La primera máscara de la depresión: “venderse” como irrevocable, definitiva, terminal. Metido entre una botella con el corcho puesto, grito hasta perder el resuello, y nadie en el mundo escucha mi alarido. El mal se pretenderá indoblegable, inescapable, más fuerte que cualquier cosa que le opongamos.

Falso. No se trague ese cuento. De la depresión se sale. A veces tan rápidamente como se cae. Verbalice, exprese, formule su sentir. Busque las palabras que mejor lo describan. Nombrar al enemigo, identificarlo, encapsularlo en el verbo, es ya una victoria: restarle poder, controlarlo.

La palabra es su aliada.
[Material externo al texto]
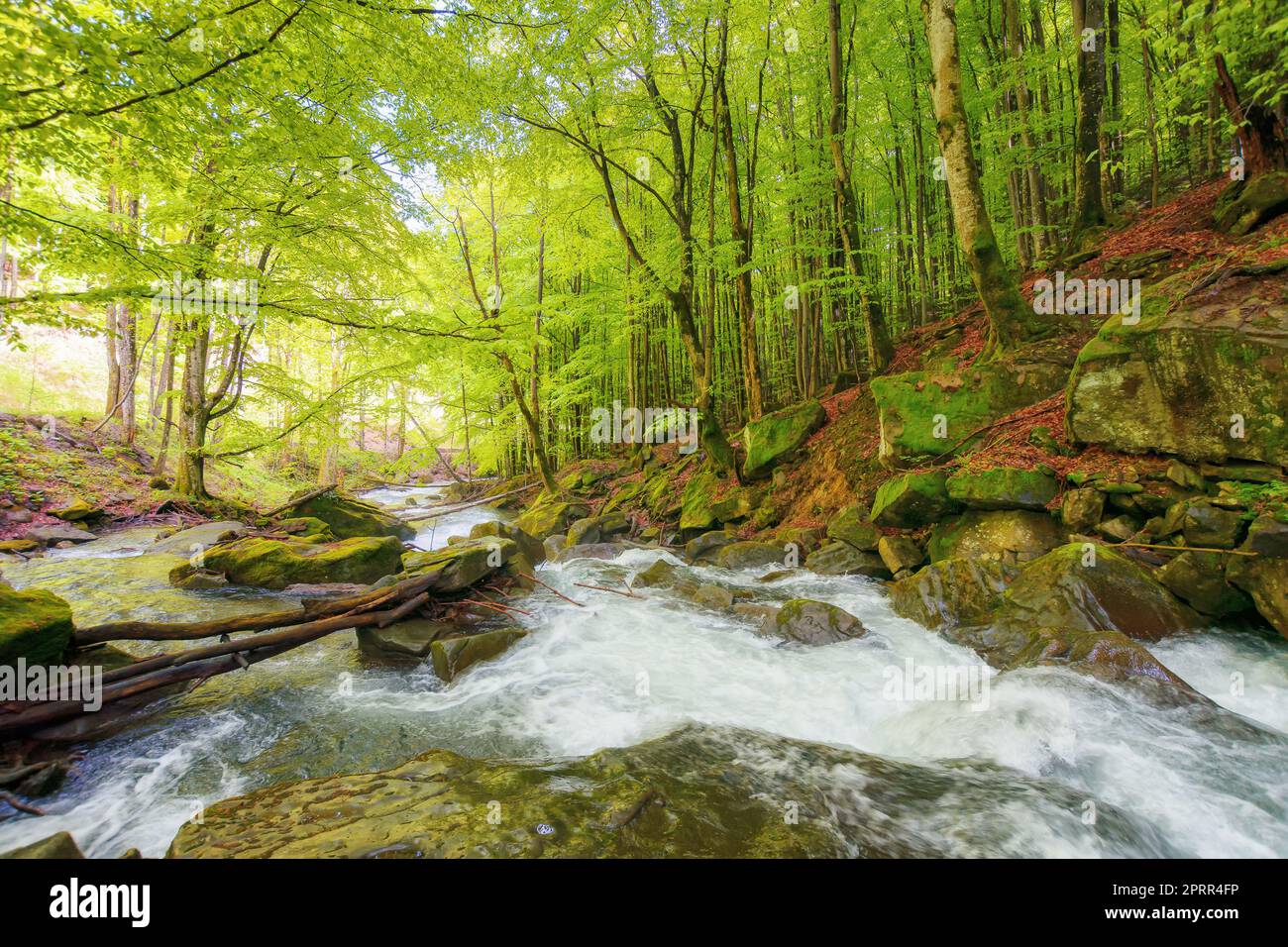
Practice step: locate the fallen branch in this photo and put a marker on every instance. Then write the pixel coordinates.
(533, 579)
(616, 591)
(310, 495)
(455, 506)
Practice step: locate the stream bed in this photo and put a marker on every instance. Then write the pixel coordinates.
(621, 672)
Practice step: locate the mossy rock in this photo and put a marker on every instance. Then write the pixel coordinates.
(351, 517)
(454, 656)
(851, 526)
(35, 625)
(697, 501)
(778, 436)
(1004, 488)
(687, 793)
(1265, 579)
(1198, 579)
(912, 500)
(739, 556)
(549, 514)
(462, 565)
(842, 560)
(1010, 536)
(307, 528)
(927, 414)
(278, 564)
(952, 592)
(1095, 589)
(58, 845)
(1177, 380)
(1245, 205)
(811, 622)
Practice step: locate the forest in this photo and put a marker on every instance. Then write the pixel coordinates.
(954, 324)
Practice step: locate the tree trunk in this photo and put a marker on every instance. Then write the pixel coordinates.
(1010, 317)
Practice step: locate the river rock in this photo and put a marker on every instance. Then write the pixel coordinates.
(1206, 525)
(844, 560)
(851, 526)
(53, 535)
(1003, 488)
(1198, 579)
(811, 622)
(1265, 579)
(454, 656)
(912, 500)
(900, 554)
(463, 565)
(926, 414)
(774, 438)
(952, 591)
(198, 538)
(58, 845)
(533, 549)
(35, 625)
(1095, 590)
(1010, 536)
(739, 556)
(351, 517)
(1172, 381)
(1082, 509)
(550, 514)
(706, 545)
(278, 564)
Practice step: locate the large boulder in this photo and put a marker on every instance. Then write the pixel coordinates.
(927, 414)
(912, 500)
(739, 556)
(777, 437)
(1206, 382)
(197, 538)
(1095, 589)
(1004, 488)
(278, 564)
(698, 500)
(351, 517)
(452, 656)
(532, 548)
(549, 514)
(1198, 579)
(952, 592)
(1010, 536)
(35, 625)
(811, 622)
(462, 565)
(687, 793)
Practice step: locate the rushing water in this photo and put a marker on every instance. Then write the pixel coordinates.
(618, 672)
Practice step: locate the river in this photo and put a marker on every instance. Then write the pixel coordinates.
(618, 672)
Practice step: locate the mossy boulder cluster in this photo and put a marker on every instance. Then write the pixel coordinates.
(1205, 382)
(35, 625)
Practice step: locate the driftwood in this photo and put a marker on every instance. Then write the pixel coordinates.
(376, 608)
(296, 501)
(456, 506)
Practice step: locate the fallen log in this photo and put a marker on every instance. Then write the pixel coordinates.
(436, 512)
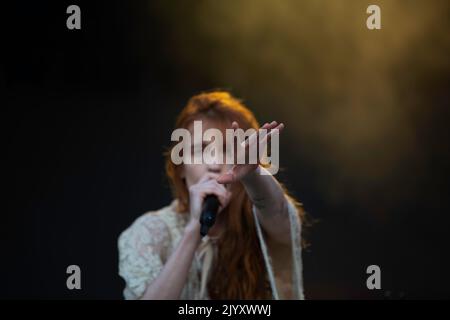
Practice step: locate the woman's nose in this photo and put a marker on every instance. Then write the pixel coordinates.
(215, 168)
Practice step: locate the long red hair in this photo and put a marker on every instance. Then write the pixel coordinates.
(239, 270)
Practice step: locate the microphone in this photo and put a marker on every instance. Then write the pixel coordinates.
(209, 211)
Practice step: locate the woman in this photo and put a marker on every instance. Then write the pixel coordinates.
(253, 250)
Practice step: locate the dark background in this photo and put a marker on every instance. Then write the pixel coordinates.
(88, 113)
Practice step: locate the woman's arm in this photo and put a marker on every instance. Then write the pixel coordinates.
(264, 191)
(271, 204)
(170, 282)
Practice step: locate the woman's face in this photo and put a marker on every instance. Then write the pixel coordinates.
(192, 173)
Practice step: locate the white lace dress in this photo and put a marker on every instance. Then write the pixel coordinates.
(147, 244)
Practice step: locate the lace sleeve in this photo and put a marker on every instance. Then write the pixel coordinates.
(142, 250)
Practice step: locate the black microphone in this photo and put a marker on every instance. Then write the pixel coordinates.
(209, 211)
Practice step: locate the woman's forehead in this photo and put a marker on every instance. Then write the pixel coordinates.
(210, 123)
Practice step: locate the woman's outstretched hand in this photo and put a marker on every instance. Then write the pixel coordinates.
(240, 171)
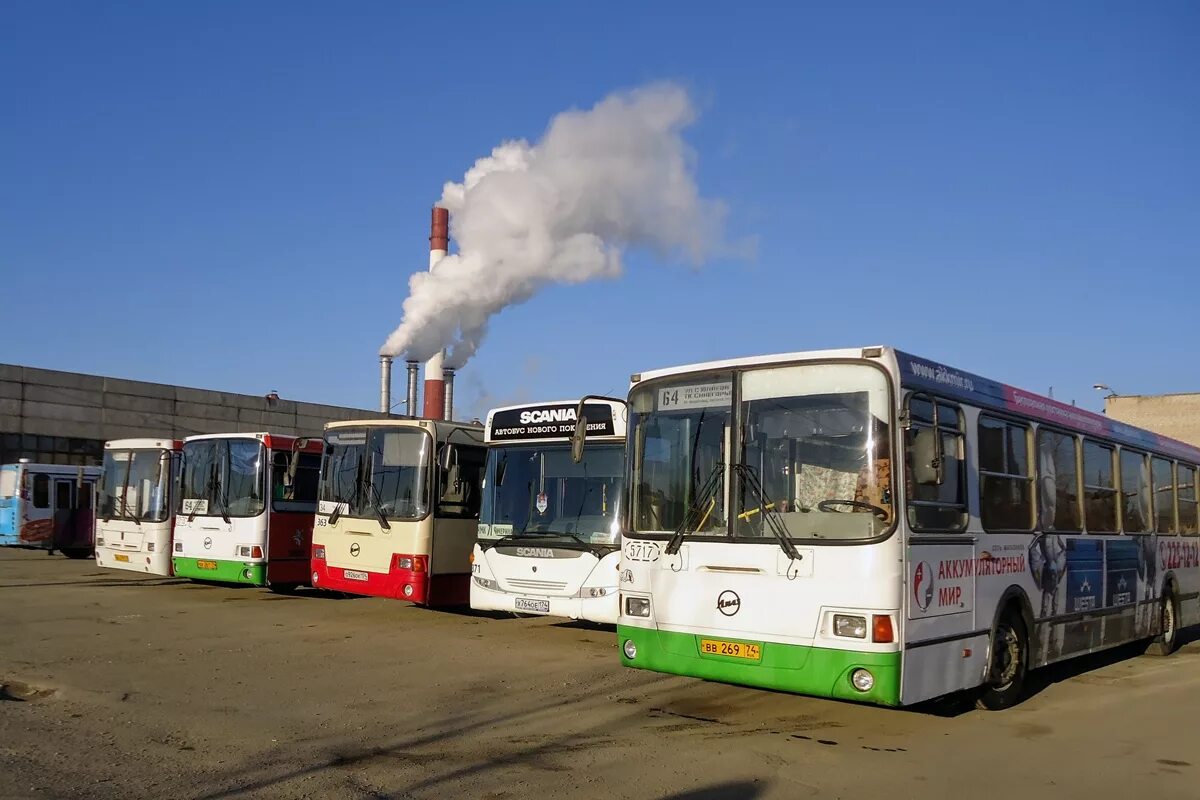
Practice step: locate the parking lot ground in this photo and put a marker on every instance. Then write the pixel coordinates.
(125, 686)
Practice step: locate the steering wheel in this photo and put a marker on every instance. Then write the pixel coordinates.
(828, 506)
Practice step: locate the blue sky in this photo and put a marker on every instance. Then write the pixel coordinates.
(233, 196)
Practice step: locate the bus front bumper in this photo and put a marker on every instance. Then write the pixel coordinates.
(594, 609)
(135, 560)
(820, 672)
(220, 571)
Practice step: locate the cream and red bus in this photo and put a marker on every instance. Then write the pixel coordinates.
(399, 509)
(876, 527)
(549, 536)
(246, 509)
(136, 515)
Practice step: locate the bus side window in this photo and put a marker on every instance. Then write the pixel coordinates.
(41, 491)
(461, 483)
(64, 494)
(84, 499)
(934, 465)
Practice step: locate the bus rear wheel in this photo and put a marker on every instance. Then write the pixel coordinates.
(1009, 665)
(1165, 642)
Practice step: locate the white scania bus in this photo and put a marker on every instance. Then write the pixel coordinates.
(875, 527)
(549, 537)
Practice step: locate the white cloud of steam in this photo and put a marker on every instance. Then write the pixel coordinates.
(561, 210)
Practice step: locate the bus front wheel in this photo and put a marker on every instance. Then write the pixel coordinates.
(1009, 665)
(1165, 642)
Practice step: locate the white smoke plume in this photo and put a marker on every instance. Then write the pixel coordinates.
(561, 210)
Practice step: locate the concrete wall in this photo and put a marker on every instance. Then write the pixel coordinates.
(1171, 415)
(67, 414)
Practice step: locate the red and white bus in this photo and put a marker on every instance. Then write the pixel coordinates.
(399, 509)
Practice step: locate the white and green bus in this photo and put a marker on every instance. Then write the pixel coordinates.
(768, 540)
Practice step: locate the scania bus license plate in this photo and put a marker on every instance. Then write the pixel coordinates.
(535, 606)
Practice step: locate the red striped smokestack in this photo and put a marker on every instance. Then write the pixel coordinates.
(435, 382)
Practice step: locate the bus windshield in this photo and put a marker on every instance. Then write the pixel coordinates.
(538, 489)
(136, 485)
(809, 445)
(222, 476)
(9, 482)
(372, 471)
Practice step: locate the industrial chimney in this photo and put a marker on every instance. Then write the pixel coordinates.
(448, 404)
(413, 367)
(385, 383)
(435, 380)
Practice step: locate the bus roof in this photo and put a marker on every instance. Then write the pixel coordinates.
(53, 469)
(555, 421)
(441, 428)
(144, 444)
(274, 440)
(915, 372)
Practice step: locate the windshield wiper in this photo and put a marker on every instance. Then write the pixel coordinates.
(696, 516)
(765, 504)
(217, 493)
(373, 500)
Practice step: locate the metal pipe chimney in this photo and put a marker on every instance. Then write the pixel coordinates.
(448, 405)
(385, 383)
(435, 383)
(411, 391)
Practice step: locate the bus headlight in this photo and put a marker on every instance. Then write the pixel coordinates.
(637, 607)
(850, 626)
(862, 680)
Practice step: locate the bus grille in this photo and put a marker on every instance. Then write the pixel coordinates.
(537, 585)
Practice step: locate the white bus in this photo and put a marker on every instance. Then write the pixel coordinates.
(768, 541)
(549, 537)
(137, 513)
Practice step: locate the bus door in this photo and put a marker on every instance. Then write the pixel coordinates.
(457, 481)
(294, 479)
(943, 650)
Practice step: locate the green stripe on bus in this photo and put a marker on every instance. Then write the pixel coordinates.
(226, 571)
(821, 672)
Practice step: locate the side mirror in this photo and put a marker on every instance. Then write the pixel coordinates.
(579, 438)
(447, 457)
(927, 458)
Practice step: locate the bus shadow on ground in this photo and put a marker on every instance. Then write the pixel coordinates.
(1045, 678)
(729, 791)
(443, 767)
(101, 583)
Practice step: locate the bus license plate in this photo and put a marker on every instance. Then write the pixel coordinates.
(535, 606)
(731, 649)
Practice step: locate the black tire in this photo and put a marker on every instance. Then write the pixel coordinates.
(1009, 665)
(1169, 637)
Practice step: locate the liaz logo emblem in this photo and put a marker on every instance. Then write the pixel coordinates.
(923, 585)
(729, 603)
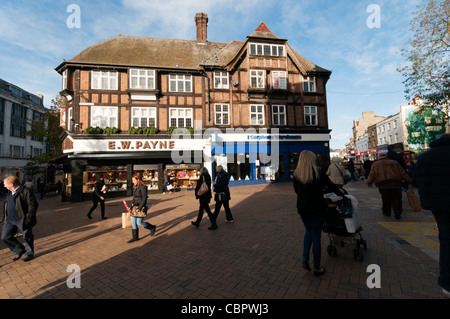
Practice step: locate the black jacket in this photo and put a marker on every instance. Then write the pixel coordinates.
(432, 176)
(204, 178)
(221, 185)
(26, 206)
(140, 197)
(310, 201)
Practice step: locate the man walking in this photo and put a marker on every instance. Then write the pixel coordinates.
(432, 176)
(387, 175)
(19, 211)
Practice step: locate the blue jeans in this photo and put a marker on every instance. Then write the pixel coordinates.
(8, 232)
(443, 223)
(312, 238)
(138, 221)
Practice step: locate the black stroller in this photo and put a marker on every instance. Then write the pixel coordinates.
(342, 225)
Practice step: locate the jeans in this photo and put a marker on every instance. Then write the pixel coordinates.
(443, 223)
(138, 221)
(312, 238)
(9, 230)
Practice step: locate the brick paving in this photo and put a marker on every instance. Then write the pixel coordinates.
(257, 257)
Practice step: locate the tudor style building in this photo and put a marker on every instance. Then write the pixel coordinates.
(252, 93)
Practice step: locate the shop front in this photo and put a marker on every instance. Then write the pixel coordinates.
(117, 159)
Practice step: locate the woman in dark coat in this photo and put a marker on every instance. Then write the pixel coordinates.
(140, 201)
(309, 184)
(204, 199)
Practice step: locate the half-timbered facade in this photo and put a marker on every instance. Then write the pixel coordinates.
(230, 95)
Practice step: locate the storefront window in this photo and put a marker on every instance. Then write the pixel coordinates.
(115, 178)
(183, 176)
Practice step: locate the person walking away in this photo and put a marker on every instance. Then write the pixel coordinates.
(336, 173)
(139, 202)
(222, 196)
(19, 213)
(432, 176)
(387, 175)
(309, 183)
(204, 199)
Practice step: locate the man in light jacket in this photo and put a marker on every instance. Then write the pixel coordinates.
(19, 212)
(387, 175)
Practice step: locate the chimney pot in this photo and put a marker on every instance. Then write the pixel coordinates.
(201, 21)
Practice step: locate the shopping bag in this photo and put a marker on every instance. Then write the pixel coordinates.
(126, 220)
(413, 200)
No deje que a la depresión se sume la frustración de no poder escapar de ella: no solo sufro, sino que sufro porque no puedo superar mi sufrimiento: un dolor “al cuadrado”.

Vivimos bajo la égida de la neuroquímica. Bien. Tome sus fármacos. Pero recuerde: el problema debe ser abordado desde varias perspectivas: la pastilla restablecerá un equilibrio sin el cual es imposible reaccionar. Pero no se quede flotando beatíficamente en su paraíso farmacológico: las causas hondas de la depresión suelen yacer más allá de las sondas, en las cavernas subconscientes.

Tan pronto goce de un mínimo de estabilidad, explore estos parajes. ¿Somos química? Sí, pero no solamente –subrayo el adverbio–. No se prive de ningún recurso.

Quizás sea la ocasión de darle oportunidad a algo no explorado. ¿La religión? Por qué no. Toda enfermedad ofrece una posibilidad de crecimiento. ¿Que usted no cree en eso? De acuerdo. Simplemente, no cierre puertas. No sufra solo, no se aísle. El mundo lo comprende mejor de lo que usted piensa.

Deje que sus seres queridos se asomen a su corazón. No descarte a priori ningún consejo: su infierno, siendo privado, es también colectivo: muchos van a bordo del mismo barco fúnebre.

Llore, llore. En este mundo, solo sobrevivirán aquellos que sepan llorar. Hay mil formas de hacerlo. El llanto es nuestra más preciada facultad. Socialmente mal visto, porque somos estúpidos. El llanto: nuestro primer manifiesto. Acaso también el último.

Amigos: oigan esto, y repítanselo como un mantra : hay salida, siempre hay salida. Tal vez ahí nomás, al alcance de su mano.